Shinmy was being so damn obvious about it. That squeezed Seija’s chest tight. Her whole body was warming up. She had to press it down. She flung her head off to one side. “And what’s all that over there? A bunch of gifts?” She gestured at the second table covered in boxes and toys.
“Your not-presents, silly! I have to give some of these back, so we gotta have all the fun with them now. See, look at this one!” Shinmy ran over to the table and held up a long, thin box.
“... ‘Reversi’?” Seija slapped a palm to her face. It was all she could do to stem the warmth boiling up from her lungs. “Did you... seriously think I’d like it just because of some dumb name?”
“Yup! And I hear it’s not even that fun!” Shinmy laughed.
Seija’s hand slid down her face. “D-damnit, Shinmy.” She couldn’t hold it back any more. The cloak of misery she wanted to cling to burned away. A long, belly shaking laugh erupted from her mouth. “Forget that dumb game for a second. I want some cake.”
Shinmy whooped in excitement. Shion already started cutting herself a massive slice before Seija could blow out the candles. Tenshi shuddered in anger. “Ugh, this is the worst party ever.”
The surreal scene made Seija laugh all the harder. The day only got better, as it turned out for all her bragging the celestial was just terrible at Reversi. Losing to Seija of all creatures only magnified her frustration, leading to rematch after rematch. By the end she flipped the while table in frustration.
Seija, true to her nature, congratulated her for it-- only for the stuck-up snob to one-up herself by stomping the ceiling until it cracked.
Hours later, Shion slumped in a corner, patting her engorged stomach containing more than half the cake. Tenshi finally started reading some of the rules to the other games, desperate for something to prove her superiority with. Shinmyoumaru, the architect of it all, laid against Seija’s arm breathing softly.
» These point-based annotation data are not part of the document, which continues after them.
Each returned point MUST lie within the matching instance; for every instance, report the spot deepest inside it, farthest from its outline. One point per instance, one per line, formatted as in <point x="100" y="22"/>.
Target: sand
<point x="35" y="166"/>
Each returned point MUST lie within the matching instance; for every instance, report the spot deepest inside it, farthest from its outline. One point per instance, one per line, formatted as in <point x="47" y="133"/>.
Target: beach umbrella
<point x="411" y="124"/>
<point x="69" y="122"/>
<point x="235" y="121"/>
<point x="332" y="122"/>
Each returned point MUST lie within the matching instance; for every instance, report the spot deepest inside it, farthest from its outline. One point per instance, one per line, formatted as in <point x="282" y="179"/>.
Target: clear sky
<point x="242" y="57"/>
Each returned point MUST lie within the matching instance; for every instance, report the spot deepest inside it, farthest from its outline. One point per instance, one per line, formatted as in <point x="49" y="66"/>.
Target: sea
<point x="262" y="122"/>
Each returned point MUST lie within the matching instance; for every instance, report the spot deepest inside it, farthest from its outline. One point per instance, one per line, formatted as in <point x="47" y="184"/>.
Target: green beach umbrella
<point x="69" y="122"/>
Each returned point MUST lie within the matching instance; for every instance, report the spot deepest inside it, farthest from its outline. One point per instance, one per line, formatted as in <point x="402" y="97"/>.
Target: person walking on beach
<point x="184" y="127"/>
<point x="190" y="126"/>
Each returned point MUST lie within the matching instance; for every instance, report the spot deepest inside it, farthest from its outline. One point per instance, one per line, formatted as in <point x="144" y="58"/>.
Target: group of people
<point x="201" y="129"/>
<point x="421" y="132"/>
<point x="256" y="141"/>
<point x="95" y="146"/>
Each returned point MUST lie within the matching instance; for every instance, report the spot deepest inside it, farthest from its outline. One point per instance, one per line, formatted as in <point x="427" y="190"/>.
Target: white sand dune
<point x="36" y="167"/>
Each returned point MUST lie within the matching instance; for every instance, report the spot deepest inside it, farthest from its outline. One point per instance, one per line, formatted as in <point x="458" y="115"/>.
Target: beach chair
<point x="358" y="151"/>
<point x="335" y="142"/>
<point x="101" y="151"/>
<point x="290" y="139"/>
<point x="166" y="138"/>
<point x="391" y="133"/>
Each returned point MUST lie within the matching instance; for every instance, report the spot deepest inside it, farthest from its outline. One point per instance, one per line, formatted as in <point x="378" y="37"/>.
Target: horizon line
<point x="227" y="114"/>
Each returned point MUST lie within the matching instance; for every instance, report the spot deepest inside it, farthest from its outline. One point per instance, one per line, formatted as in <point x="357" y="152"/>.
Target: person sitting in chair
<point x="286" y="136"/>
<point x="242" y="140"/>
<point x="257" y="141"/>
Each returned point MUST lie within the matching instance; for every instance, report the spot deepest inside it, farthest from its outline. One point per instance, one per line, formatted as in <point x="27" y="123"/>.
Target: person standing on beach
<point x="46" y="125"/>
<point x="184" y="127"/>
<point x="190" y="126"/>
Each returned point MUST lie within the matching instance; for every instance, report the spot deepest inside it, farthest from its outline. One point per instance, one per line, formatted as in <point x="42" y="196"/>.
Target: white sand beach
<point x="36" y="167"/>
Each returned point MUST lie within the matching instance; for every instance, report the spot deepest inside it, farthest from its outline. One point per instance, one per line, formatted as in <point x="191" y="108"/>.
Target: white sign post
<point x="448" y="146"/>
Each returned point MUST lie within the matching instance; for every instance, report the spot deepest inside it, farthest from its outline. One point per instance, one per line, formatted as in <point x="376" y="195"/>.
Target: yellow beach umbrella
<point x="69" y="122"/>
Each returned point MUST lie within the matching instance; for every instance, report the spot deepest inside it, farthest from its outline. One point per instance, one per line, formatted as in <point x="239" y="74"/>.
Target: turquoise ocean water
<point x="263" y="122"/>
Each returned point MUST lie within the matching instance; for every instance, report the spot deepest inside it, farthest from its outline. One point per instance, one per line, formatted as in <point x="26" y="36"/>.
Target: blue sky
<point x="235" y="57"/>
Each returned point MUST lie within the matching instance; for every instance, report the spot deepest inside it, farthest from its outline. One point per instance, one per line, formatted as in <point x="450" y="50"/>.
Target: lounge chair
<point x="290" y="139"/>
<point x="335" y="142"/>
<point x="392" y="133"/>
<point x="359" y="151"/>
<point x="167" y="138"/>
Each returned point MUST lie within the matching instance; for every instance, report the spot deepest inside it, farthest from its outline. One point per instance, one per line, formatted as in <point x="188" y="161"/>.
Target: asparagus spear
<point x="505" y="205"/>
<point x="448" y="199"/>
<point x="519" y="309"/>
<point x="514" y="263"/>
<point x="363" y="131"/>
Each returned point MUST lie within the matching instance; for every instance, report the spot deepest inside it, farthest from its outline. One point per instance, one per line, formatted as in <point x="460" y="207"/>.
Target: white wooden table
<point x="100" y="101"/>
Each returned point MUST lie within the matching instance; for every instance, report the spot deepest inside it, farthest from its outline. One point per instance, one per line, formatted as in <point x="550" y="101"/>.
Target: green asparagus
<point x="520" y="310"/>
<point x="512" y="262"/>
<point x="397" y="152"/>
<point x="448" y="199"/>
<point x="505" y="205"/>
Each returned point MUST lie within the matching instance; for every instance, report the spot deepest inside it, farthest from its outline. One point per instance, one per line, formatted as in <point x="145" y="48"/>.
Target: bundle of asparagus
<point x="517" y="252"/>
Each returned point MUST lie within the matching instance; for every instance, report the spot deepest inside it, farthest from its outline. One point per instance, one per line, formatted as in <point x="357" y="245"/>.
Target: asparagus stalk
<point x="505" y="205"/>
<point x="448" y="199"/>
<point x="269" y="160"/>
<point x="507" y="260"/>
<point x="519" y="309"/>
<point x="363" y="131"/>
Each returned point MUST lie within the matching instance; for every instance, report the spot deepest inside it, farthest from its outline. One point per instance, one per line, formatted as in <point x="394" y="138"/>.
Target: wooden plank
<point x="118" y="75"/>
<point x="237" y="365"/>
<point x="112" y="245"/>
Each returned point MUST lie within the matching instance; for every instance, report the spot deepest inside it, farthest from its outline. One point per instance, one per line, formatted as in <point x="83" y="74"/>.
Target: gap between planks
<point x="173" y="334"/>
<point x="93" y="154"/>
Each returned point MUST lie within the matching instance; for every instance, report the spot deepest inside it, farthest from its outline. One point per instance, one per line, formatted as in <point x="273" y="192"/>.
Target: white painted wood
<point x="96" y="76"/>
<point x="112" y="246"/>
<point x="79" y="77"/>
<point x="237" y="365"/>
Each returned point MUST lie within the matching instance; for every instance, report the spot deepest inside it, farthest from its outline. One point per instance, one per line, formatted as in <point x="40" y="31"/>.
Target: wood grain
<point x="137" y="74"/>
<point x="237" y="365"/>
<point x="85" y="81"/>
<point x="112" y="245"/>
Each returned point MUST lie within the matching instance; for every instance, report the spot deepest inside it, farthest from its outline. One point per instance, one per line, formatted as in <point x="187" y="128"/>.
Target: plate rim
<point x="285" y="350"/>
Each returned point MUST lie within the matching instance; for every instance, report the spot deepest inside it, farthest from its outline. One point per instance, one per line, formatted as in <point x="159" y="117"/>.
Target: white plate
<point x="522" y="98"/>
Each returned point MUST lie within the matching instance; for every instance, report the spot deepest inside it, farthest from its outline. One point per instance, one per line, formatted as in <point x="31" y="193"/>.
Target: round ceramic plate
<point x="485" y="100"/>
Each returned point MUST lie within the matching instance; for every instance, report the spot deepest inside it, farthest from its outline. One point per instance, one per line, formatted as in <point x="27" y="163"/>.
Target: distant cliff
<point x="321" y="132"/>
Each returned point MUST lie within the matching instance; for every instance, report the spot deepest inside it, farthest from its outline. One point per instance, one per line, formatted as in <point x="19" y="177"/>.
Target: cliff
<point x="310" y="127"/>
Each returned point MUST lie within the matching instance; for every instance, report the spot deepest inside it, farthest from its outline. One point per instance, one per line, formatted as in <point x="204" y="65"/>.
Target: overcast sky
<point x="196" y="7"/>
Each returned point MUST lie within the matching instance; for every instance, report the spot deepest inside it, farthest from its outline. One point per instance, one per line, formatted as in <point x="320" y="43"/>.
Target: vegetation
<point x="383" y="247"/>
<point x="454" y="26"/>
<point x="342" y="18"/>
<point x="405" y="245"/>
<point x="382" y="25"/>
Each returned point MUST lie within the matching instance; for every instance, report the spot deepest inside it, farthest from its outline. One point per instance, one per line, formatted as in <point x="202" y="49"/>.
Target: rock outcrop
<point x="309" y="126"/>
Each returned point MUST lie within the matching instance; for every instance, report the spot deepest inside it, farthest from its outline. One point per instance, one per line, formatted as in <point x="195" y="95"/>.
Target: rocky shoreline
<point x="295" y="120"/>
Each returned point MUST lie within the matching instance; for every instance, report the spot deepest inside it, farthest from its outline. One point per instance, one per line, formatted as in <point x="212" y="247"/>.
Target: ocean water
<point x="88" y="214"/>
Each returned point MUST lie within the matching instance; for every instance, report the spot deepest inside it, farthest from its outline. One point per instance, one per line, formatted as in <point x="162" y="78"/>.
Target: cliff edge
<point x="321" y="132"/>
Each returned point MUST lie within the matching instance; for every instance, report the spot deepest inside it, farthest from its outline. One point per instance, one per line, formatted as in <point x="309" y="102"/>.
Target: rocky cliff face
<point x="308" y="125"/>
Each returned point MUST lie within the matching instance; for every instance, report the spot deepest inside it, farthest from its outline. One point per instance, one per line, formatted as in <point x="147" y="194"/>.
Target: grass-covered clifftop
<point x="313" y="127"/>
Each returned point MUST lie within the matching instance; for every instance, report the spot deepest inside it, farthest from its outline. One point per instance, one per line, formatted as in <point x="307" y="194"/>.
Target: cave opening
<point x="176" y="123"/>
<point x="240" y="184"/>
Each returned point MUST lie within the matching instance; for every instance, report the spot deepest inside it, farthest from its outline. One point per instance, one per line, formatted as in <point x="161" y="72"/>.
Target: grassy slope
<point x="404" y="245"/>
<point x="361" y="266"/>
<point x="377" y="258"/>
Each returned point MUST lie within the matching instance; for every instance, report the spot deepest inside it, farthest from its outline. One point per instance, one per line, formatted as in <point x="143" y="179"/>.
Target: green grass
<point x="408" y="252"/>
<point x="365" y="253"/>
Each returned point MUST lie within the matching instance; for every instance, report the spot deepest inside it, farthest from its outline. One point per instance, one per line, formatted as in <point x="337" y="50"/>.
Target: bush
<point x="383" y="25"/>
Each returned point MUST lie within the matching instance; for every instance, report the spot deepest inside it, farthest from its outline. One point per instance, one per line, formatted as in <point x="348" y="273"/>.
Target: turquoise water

The amanojaku ascended slowly, careful to let the inchling slide down to sleep atop the seat cushion. With one look back into the room and a smile she couldn’t shake from her face, Seija snuck away.
Hey Mom,
I still don’t know where you are, or if you even care. But for now, I can wait a little longer.
Seija Kijin leaned back from her seat, dropping the brush. What else was there to say? She looked out at the stars hanging far outside her window for an answer.
She sighed.
The warmth still clung her, no matter how much she tried. Just trying to scowl brought back memories of Tenshi’s hilarious tantrums. Or worse, the bright smile on Shinmy’s face. Instead, she resigned herself to the dumb smile on her own face. Folding the paper into a triangle, she flung it out out the window. It fluttered a few meters, before diving downward.
“Hmph.” Seija pointed an index finger down at it, then flicked her hand upward. The white paper twirled before falling upward instead. Seija watched, chin resting in a hand, until it disappeared in the bright silhouette of the full moon.